Development and Use of Fluorescent In Situ Hybridization Probes for the Detection and Identification of “ Microthrix parvicella” in Activated Sludge

Abstract

Summary Four 16S rRNA directed oligonucleotide probes (MPA probes) specific for the activated sludge bulking and foaming filamentous bacterium “ Microthrix parvicella ” were designed and evaluated for the in situ detection and identification of this organism.
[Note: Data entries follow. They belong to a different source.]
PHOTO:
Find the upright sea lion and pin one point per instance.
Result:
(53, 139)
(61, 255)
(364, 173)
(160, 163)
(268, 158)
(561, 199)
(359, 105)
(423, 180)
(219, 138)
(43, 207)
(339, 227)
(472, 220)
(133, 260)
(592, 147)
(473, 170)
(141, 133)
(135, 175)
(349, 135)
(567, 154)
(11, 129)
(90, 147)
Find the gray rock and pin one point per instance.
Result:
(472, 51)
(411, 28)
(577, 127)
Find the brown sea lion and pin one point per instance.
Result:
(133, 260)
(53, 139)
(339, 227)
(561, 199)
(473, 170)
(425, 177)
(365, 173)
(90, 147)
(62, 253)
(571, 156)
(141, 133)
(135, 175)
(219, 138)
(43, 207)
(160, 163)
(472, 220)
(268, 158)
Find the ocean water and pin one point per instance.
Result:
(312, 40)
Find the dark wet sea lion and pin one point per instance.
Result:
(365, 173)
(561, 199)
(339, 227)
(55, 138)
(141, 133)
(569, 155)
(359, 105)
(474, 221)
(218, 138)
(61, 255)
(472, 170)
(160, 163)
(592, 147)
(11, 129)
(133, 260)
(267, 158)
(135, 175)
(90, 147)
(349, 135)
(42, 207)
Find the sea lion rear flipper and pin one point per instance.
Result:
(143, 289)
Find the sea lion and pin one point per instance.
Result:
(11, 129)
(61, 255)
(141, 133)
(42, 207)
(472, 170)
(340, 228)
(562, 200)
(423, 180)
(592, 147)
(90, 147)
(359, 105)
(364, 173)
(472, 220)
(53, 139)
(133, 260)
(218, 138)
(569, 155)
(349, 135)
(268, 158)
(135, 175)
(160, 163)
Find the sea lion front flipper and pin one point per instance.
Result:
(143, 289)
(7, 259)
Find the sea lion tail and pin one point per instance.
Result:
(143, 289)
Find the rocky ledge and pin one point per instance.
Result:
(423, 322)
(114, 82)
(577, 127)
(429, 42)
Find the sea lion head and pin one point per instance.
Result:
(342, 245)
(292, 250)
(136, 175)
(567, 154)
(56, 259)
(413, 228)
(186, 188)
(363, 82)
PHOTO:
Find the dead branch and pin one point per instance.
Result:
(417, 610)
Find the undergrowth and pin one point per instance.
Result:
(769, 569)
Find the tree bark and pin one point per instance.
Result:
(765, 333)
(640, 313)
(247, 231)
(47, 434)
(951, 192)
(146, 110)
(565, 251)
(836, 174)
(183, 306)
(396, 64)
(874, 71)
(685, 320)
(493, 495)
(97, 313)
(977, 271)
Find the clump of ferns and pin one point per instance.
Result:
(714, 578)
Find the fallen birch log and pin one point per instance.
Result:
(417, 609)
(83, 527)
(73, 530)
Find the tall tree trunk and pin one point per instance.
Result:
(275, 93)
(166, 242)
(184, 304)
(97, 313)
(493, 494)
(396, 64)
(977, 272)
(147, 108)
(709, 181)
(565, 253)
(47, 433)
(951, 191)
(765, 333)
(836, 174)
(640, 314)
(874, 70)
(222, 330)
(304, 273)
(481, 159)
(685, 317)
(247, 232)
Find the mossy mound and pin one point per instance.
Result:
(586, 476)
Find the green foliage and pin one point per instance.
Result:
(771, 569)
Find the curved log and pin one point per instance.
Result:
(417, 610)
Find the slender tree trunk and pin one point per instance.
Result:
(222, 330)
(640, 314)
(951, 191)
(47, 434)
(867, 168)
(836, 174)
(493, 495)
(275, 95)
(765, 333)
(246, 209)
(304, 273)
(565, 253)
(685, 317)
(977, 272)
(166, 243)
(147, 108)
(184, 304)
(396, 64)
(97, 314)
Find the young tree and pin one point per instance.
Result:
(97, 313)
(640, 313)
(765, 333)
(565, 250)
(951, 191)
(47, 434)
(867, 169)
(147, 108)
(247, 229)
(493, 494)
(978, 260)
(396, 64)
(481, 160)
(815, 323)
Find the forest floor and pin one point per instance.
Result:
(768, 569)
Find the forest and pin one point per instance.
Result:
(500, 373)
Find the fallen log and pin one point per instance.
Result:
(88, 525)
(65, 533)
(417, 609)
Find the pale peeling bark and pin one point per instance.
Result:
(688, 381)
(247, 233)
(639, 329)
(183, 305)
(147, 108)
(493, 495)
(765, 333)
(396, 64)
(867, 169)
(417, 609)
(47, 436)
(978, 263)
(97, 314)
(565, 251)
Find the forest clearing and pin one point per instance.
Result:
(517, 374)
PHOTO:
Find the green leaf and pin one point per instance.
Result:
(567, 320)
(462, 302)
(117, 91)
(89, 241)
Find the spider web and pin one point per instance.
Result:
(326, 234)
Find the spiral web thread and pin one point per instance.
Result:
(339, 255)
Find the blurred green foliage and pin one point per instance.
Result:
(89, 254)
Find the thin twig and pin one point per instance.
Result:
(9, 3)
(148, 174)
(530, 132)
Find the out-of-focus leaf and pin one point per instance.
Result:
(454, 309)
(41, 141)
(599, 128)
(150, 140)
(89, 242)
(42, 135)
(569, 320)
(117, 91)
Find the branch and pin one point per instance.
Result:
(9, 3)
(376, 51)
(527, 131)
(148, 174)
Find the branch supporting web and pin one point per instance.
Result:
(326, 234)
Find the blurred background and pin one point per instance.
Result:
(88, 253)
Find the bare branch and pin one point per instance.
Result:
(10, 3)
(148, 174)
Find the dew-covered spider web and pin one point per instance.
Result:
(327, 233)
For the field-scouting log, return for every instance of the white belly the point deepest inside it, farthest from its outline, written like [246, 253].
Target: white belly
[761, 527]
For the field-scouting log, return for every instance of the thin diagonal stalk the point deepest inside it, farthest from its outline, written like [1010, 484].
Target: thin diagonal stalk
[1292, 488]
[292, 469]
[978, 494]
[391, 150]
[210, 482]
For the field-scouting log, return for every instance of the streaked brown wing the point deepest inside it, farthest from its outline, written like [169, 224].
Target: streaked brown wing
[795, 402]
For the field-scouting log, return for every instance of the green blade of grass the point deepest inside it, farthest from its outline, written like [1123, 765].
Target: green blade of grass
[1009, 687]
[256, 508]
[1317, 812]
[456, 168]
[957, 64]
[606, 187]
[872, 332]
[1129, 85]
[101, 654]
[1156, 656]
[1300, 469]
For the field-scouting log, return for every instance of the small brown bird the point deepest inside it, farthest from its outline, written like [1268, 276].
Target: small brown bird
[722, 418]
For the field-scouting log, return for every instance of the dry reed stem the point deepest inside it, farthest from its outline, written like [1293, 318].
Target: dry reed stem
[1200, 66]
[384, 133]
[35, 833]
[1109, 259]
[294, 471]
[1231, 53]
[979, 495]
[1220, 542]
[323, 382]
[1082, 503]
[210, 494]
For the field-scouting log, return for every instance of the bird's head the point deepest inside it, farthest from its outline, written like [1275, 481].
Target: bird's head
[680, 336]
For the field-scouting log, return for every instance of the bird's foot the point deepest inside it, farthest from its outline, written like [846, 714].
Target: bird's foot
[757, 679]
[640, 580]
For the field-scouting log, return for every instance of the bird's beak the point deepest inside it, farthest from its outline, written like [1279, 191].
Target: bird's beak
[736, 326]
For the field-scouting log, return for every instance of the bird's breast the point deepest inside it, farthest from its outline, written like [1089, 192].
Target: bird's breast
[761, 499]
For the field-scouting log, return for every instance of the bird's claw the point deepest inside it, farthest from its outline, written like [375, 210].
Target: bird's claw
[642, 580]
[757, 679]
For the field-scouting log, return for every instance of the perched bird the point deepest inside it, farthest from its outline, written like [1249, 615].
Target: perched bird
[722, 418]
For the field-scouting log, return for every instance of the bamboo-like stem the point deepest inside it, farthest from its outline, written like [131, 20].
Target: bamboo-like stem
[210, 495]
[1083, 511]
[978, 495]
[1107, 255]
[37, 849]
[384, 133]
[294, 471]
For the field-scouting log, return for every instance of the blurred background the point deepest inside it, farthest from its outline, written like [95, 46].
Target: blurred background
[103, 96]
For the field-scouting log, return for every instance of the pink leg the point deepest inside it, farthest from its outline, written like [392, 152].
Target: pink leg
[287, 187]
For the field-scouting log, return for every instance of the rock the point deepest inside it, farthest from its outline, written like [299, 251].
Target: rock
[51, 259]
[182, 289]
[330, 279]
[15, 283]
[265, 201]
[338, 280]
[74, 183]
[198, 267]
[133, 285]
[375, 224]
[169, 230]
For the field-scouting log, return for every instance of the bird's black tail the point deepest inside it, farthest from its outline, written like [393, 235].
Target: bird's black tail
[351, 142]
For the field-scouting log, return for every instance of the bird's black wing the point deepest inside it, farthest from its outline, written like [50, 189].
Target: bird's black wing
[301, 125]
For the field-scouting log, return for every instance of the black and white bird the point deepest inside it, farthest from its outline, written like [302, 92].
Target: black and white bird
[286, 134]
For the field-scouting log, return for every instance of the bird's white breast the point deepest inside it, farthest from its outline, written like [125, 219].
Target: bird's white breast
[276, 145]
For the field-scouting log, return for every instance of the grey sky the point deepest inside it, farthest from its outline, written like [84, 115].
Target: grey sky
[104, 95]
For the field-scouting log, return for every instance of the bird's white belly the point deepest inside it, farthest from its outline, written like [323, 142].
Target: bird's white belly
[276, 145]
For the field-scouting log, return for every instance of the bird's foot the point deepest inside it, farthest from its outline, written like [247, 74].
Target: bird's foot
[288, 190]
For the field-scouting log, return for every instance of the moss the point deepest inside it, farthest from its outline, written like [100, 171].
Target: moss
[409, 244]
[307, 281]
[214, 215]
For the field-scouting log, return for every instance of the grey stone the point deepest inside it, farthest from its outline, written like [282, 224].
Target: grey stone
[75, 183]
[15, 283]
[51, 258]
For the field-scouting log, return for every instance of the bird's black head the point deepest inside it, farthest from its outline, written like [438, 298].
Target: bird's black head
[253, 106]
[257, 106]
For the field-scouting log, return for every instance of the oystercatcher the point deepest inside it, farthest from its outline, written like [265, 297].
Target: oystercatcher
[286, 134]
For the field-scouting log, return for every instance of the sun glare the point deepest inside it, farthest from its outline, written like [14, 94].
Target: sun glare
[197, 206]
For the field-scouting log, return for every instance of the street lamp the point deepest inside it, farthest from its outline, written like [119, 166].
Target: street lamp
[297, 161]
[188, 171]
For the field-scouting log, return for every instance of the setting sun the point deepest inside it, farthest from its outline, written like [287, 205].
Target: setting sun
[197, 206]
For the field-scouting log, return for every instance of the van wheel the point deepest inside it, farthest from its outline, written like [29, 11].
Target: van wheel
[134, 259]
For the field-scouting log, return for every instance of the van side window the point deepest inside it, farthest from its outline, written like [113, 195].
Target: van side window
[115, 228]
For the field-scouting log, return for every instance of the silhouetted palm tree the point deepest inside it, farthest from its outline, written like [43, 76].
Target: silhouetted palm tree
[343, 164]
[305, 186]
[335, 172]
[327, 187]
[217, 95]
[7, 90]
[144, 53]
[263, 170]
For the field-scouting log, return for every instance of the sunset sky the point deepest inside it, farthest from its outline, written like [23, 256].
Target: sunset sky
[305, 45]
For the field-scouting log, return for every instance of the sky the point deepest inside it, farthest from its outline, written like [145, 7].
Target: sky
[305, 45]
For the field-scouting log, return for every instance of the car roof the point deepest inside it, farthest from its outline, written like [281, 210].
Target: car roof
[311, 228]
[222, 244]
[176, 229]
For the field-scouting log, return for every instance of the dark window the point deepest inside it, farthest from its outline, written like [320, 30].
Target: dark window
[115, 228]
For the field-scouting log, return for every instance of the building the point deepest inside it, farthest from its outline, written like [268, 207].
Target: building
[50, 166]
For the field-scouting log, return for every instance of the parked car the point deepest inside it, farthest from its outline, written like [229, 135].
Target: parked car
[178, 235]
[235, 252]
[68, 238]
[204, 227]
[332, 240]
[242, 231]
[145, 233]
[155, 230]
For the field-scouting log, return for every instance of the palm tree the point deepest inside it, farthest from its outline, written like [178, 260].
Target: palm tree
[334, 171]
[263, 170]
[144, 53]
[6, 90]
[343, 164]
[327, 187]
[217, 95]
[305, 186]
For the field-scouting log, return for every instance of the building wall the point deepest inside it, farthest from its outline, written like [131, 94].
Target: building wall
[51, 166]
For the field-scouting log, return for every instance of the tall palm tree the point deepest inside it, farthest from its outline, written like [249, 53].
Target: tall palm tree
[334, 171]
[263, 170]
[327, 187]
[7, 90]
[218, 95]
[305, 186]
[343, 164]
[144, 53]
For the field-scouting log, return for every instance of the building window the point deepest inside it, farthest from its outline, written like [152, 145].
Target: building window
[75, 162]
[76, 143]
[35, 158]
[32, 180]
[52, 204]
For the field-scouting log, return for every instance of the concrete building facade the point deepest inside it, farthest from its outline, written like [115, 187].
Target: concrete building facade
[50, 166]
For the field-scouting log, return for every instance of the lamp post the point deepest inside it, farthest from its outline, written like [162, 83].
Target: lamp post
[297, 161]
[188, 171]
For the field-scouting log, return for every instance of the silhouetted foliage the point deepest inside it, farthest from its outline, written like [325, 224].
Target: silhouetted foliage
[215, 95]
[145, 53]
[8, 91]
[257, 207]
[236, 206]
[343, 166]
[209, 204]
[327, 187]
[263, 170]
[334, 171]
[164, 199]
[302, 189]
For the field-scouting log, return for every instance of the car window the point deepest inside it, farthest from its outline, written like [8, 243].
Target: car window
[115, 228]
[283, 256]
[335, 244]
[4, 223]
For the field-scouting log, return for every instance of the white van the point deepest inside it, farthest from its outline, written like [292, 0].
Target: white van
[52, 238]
A method for successful permeabilization of “ M. parvicella ” cells employing mutanolysin was developed. Hybridization stringency for the probes was empirically determined with activated sludge samples because “ M. parvicella ” cannot be cultured to give adequate amounts of biomass. A probe complimentary to the 16S rRNA of most bacteria (EUB338) was used to confirm the presence and accessibility of sufficient numbers of ribosomes in “ M. parvicella ”. None of a wide range of pure cultures of bacteria gave positive hybridization signals with any of the MPA probes. Three of the developed probes (MPA60, MPA223 and MPA645) were highly specific for filaments morphologically identified as “ M. parvicella ” in activated sludge samples while one probe (MPA650), required the use of two competitor probes to be highly “ M. parvicella ”-specific. None of the cells morphologically identified as “ M. parvicella ” gave positive hybridization signals with a previously reported probe for high mol%G+C gram positive bacteria. “ M. parvicella ” filaments in activated sludge plants from Australia, France and Germany bound all four MPA probes suggesting that the same genotype is present in each of these countries. A combination of in situ hybridization probing and staining with DAPI showed segments of the “ M. parvicella ” filaments that contained large amounts of polyphosphates were low in ribosomes. From this, we concluded that the storage of polyphosphates could be a survival strategy for “ M. parvicella ”.